Here’s an event update from Slow Food Princeton!

Slow Food Princeton hosted Chris Quartuccio, owner and founder of Blue Island Shellfish Farm and Chef Jim Elowson on February 10 for a comprehensive oyster tasting, combining education and cuisine on a wintry Sunday afternoon at Princeton University.
oysters
16 members listened to Chris while he gave a brief presentation about his Blue Island Shellfish Farm, which is on Long Island. Chris then went over the history of the oyster in Long Island Sound. After explaining current production methods for cultivating oysters, he brought out examples of equipment used for farming. We saw some photos of the oyster farm, which supplies high-end restaurants in Manhattan such as Per Se and Oceana, and students were given an opportunity to ask questions (who knew oysters, aside from being a delicacy amongst shellfish, were sustainably farmed?).

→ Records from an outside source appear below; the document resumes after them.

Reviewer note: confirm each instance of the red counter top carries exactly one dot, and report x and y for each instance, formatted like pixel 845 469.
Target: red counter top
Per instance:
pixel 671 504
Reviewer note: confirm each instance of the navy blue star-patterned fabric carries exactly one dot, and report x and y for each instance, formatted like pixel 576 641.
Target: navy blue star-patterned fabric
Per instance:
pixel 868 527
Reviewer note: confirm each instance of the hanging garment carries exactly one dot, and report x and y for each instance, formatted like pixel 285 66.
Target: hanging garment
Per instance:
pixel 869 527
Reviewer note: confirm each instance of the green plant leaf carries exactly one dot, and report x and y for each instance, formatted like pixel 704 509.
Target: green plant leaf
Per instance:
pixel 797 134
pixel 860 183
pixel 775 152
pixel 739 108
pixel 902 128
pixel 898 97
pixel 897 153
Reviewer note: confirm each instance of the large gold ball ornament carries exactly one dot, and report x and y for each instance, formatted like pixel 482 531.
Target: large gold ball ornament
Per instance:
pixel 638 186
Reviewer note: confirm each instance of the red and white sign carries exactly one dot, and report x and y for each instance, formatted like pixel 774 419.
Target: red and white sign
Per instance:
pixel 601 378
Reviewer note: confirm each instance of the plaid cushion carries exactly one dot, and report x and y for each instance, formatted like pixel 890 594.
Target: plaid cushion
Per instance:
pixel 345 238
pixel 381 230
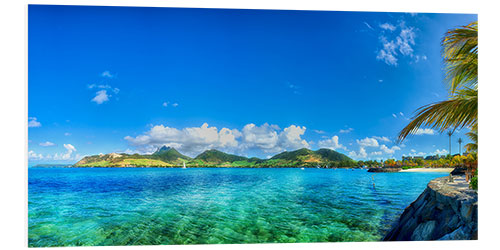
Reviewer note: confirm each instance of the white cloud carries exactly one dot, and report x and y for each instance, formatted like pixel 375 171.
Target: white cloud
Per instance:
pixel 107 74
pixel 34 156
pixel 46 144
pixel 358 155
pixel 290 138
pixel 67 156
pixel 387 150
pixel 368 25
pixel 368 142
pixel 398 45
pixel 191 140
pixel 33 123
pixel 346 130
pixel 388 26
pixel 382 138
pixel 425 131
pixel 101 97
pixel 263 137
pixel 194 140
pixel 419 58
pixel 165 104
pixel 332 143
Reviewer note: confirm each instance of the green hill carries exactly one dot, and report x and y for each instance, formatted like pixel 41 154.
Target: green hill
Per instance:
pixel 307 157
pixel 170 155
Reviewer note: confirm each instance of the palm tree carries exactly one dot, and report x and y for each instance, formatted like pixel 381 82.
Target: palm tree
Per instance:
pixel 449 133
pixel 460 110
pixel 472 146
pixel 460 145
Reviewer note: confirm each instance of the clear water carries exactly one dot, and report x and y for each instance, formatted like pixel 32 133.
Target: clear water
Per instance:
pixel 140 206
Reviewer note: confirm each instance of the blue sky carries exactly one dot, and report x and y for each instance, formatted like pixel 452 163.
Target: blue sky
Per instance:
pixel 250 82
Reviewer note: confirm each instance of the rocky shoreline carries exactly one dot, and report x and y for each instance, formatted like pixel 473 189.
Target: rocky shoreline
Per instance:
pixel 444 211
pixel 385 170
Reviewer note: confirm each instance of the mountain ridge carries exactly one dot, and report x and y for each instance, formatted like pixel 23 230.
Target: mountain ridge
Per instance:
pixel 169 157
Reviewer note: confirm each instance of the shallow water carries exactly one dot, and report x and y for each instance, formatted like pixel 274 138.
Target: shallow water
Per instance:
pixel 141 206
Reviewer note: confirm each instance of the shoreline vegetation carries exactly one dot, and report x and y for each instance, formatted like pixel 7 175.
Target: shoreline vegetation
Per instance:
pixel 167 157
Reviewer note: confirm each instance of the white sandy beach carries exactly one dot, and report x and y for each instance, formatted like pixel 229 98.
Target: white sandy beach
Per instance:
pixel 447 170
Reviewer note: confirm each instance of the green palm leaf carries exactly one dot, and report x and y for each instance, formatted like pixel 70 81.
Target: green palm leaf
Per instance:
pixel 460 110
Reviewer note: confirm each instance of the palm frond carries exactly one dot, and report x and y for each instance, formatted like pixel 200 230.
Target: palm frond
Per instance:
pixel 458 112
pixel 460 47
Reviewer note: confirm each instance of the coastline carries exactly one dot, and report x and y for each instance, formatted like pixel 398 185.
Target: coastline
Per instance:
pixel 445 170
pixel 444 211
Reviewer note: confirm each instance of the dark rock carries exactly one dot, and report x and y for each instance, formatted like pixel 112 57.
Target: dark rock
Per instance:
pixel 385 170
pixel 424 230
pixel 445 211
pixel 458 171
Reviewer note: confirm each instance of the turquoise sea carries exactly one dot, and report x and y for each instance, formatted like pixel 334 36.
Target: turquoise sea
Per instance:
pixel 151 206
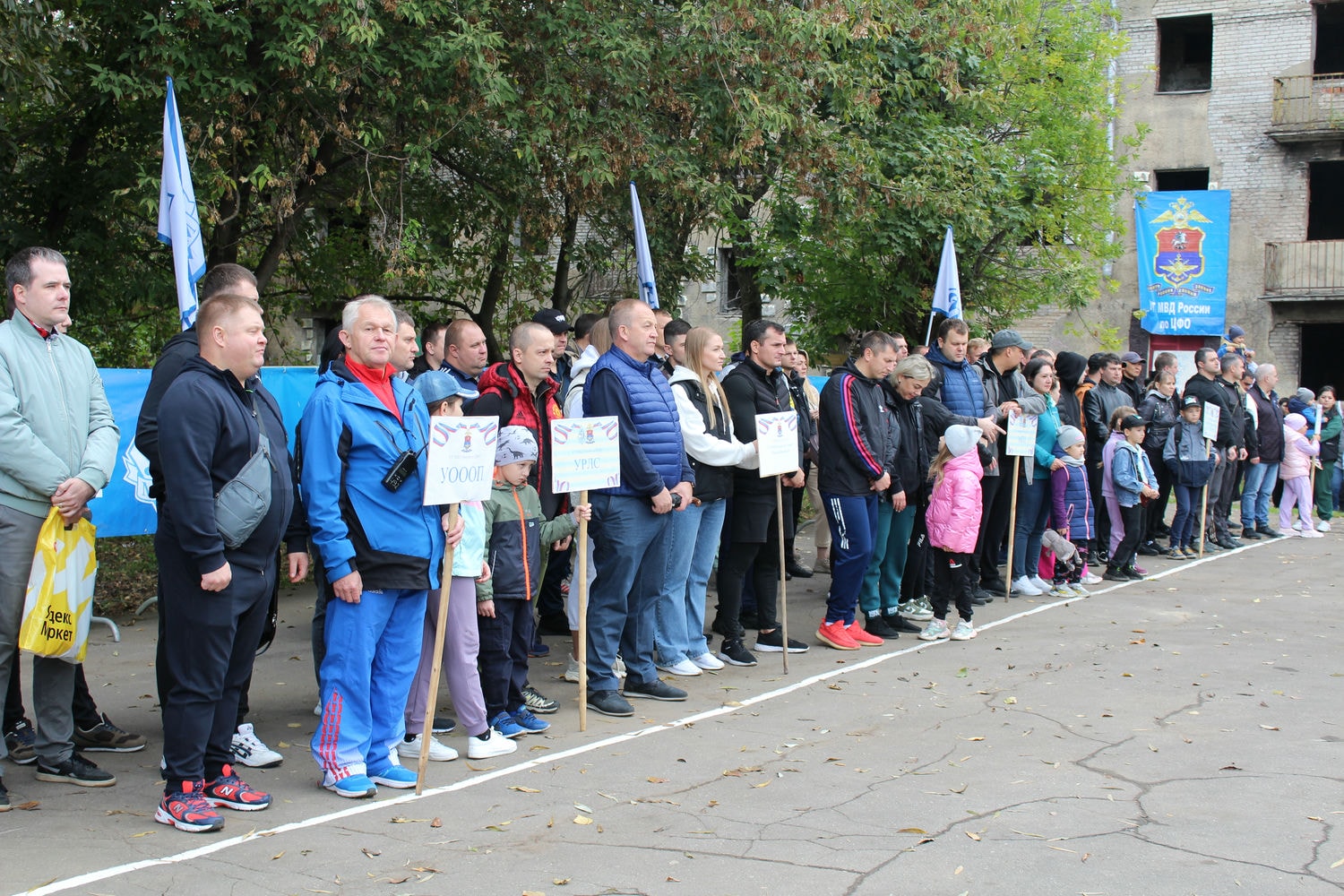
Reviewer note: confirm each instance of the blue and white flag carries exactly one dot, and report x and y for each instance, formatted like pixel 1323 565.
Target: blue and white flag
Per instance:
pixel 1183 249
pixel 642 260
pixel 946 293
pixel 179 225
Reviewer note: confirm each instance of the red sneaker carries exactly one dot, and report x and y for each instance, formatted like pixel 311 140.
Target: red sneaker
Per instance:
pixel 233 793
pixel 862 637
pixel 835 634
pixel 188 810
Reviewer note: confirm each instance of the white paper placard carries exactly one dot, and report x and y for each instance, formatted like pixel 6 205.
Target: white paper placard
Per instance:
pixel 585 454
pixel 1021 435
pixel 461 458
pixel 1211 416
pixel 777 441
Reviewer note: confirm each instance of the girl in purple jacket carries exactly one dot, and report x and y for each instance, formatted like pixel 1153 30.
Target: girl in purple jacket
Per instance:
pixel 953 520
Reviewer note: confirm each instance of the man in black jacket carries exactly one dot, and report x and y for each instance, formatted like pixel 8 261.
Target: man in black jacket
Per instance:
pixel 757 386
pixel 1262 470
pixel 214 597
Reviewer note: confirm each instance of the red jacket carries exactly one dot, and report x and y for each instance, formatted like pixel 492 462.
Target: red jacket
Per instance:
pixel 504 394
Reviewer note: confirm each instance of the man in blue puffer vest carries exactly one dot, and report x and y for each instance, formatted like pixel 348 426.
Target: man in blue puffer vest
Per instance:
pixel 631 521
pixel 362 432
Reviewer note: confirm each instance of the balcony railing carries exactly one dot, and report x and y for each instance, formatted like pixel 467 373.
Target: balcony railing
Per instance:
pixel 1314 269
pixel 1308 108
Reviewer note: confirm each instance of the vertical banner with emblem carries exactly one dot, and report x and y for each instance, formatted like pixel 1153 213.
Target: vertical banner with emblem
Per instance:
pixel 1183 245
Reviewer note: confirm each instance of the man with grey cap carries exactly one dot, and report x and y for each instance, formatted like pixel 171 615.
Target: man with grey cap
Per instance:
pixel 1005 392
pixel 1132 376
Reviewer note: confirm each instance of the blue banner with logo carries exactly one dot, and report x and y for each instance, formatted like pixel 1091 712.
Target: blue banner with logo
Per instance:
pixel 124 505
pixel 1183 246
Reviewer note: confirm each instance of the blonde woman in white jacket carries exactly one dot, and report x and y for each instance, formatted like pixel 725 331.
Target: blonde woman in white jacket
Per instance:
pixel 680 646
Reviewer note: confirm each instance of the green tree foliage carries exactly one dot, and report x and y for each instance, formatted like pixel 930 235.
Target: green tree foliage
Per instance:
pixel 441 151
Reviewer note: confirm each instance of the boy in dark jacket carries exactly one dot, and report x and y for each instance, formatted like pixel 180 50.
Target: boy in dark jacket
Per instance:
pixel 515 532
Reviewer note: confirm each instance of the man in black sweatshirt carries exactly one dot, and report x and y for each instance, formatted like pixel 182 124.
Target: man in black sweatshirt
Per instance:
pixel 212 419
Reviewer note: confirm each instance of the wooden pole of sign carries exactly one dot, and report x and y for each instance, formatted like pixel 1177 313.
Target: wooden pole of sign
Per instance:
pixel 784 592
pixel 445 582
pixel 1203 506
pixel 1012 524
pixel 582 645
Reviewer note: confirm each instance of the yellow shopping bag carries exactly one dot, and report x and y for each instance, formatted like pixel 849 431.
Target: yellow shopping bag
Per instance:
pixel 59 600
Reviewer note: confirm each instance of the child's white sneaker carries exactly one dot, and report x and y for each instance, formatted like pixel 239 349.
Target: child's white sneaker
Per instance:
pixel 964 632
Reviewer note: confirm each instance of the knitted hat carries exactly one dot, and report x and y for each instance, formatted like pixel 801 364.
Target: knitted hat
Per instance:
pixel 1069 437
pixel 961 438
pixel 516 445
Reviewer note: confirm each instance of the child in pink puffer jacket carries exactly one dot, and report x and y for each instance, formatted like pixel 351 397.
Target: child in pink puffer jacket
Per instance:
pixel 953 519
pixel 1295 471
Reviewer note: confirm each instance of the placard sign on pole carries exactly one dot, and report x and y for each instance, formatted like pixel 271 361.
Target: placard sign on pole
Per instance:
pixel 1021 435
pixel 461 458
pixel 777 443
pixel 1211 417
pixel 585 454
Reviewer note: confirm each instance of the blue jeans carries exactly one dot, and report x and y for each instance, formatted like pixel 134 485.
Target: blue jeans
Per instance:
pixel 629 549
pixel 881 591
pixel 693 543
pixel 1255 493
pixel 854 522
pixel 1032 512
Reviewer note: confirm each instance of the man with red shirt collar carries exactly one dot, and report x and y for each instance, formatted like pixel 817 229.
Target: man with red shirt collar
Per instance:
pixel 363 477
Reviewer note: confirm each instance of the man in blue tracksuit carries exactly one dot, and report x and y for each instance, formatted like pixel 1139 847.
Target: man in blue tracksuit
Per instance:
pixel 362 432
pixel 214 598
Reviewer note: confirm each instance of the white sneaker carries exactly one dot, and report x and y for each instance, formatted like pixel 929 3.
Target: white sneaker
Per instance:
pixel 707 661
pixel 964 632
pixel 491 745
pixel 683 668
pixel 410 747
pixel 247 750
pixel 1024 586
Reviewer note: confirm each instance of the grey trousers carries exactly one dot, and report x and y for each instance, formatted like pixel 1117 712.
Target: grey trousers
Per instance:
pixel 53 680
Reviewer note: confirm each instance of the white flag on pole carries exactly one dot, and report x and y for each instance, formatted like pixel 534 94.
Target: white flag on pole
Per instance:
pixel 642 260
pixel 946 293
pixel 179 225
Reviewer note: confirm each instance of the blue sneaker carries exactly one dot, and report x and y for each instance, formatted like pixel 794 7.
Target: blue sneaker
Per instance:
pixel 527 721
pixel 349 786
pixel 504 724
pixel 394 775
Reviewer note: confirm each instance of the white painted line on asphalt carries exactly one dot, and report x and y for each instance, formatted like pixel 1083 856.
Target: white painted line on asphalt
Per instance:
pixel 379 805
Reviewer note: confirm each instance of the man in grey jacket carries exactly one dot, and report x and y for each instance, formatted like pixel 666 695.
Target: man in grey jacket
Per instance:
pixel 58 445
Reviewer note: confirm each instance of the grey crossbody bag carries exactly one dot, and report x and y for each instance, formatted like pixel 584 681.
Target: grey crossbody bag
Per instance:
pixel 245 500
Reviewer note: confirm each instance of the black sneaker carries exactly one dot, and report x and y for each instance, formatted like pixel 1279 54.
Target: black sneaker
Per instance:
pixel 609 702
pixel 879 627
pixel 736 653
pixel 771 642
pixel 77 770
pixel 107 737
pixel 21 743
pixel 656 689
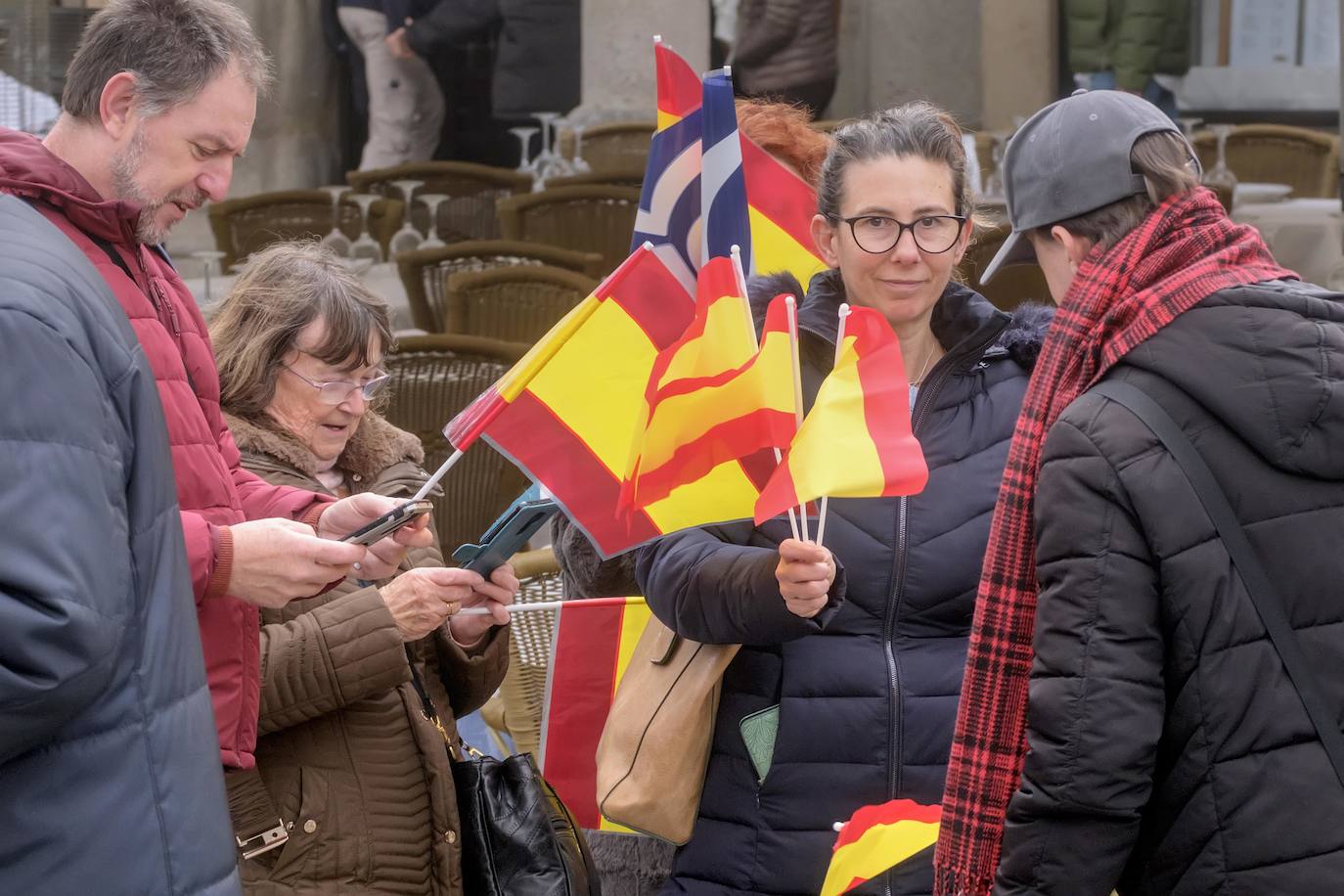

After the presentation, Chef Elowson led us through a wonderful tasting of three preparations. He had prepared a common recipe of oyster stew from 1694, reading it to us first to show us the old language of recipes, with phrases like ‘take water of oisters’ or ‘add whight wine in your stewage.’
oysters
Next, he gave us a more modern preparation: Oysters Rockefeller. We then ate raw oysters on the half shell – salty East Coast Blue Point oysters courtesy of Chris’ own farm, creamy, sweet Kumamoto oysters from member Yuanbo Liu’s oyster farm in Newport, Oregon, and fresh Fany Bay oysters from Canada, garnished with a modified mignonette sauce a la melon and cucumber. Delicious!